(Note: This podcast was first published in January 2018 and has been repurposed for Moneycontrol listeners.)
India's first Finance Minister, Sir R.K. Shanmugham Chetty, presented the first Finance Budget of independent India on November 26, 1947. His choice for finance minister was, at the time, a controversial one due to his pro-British leanings.
In the 1949-50 budget, the government abolished the much abused tax evasion instrument, the Capital Gains Tax. This is the tax that must be paid when one sells real estate for a profit, for instance. The concept of Capital Gains Tax, which was abolished a few years earlier, was brought back in the budget of 1956-57. This move was carried out by C.D. Deshmukh.
The 1950-51 budget announced a cut in the super-rich tax rate, so as to push savings. In the words of John Mathai, it was proposed to abolish the distinction between earned and unearned income and to levy a uniform rate on both.

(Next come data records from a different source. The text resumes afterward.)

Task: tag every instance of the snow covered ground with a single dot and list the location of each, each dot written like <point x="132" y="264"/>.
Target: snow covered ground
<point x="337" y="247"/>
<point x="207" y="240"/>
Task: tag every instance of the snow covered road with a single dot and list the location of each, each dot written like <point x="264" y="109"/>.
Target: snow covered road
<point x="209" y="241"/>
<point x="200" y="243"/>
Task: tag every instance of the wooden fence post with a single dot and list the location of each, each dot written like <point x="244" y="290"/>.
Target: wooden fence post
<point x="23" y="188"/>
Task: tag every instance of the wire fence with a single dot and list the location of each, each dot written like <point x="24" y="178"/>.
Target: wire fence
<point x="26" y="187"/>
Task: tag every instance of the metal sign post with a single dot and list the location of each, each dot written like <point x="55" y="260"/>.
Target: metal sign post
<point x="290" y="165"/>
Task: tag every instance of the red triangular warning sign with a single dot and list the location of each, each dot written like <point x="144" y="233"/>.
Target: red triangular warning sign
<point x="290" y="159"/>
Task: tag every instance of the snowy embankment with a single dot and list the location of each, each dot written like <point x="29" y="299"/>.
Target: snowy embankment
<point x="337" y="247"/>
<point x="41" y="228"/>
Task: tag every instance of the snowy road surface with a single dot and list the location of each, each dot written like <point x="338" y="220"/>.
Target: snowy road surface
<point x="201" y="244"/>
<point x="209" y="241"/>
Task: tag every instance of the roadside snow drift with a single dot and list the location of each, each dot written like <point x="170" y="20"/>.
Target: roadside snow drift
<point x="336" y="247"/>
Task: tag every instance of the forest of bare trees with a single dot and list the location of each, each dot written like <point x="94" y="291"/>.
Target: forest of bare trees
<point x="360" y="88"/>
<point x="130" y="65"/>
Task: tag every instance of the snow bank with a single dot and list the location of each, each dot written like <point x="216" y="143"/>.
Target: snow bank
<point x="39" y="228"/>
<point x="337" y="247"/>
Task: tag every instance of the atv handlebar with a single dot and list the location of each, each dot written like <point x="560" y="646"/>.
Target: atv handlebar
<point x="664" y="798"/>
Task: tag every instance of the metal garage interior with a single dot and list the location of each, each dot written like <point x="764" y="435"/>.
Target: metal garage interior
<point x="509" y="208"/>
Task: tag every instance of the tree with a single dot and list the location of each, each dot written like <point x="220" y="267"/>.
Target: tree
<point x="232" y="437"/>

The 1951 Budget by John Mathai laid down the road map to the creation of the Planning Commission. After independence, it was hoped that the five year plans would steer the Indian Economy towards balanced growth.
The 1954-55 budget announced plans to set up a specialized financial institution to offer loans to industry. This institution would one day become ICICI.
The 1957-58 budget proposed a new direct taxation instrument called the Wealth Tax. This would remain in use for the next six decades. Also called a capital tax and equity tax, it is a levy on the total value of personal assets.
Gift Tax was a then new tool that was used with some success in the West. This was introduced to India in 1958-59 by a one time Budget Presenter: Jawaharlal Nehru.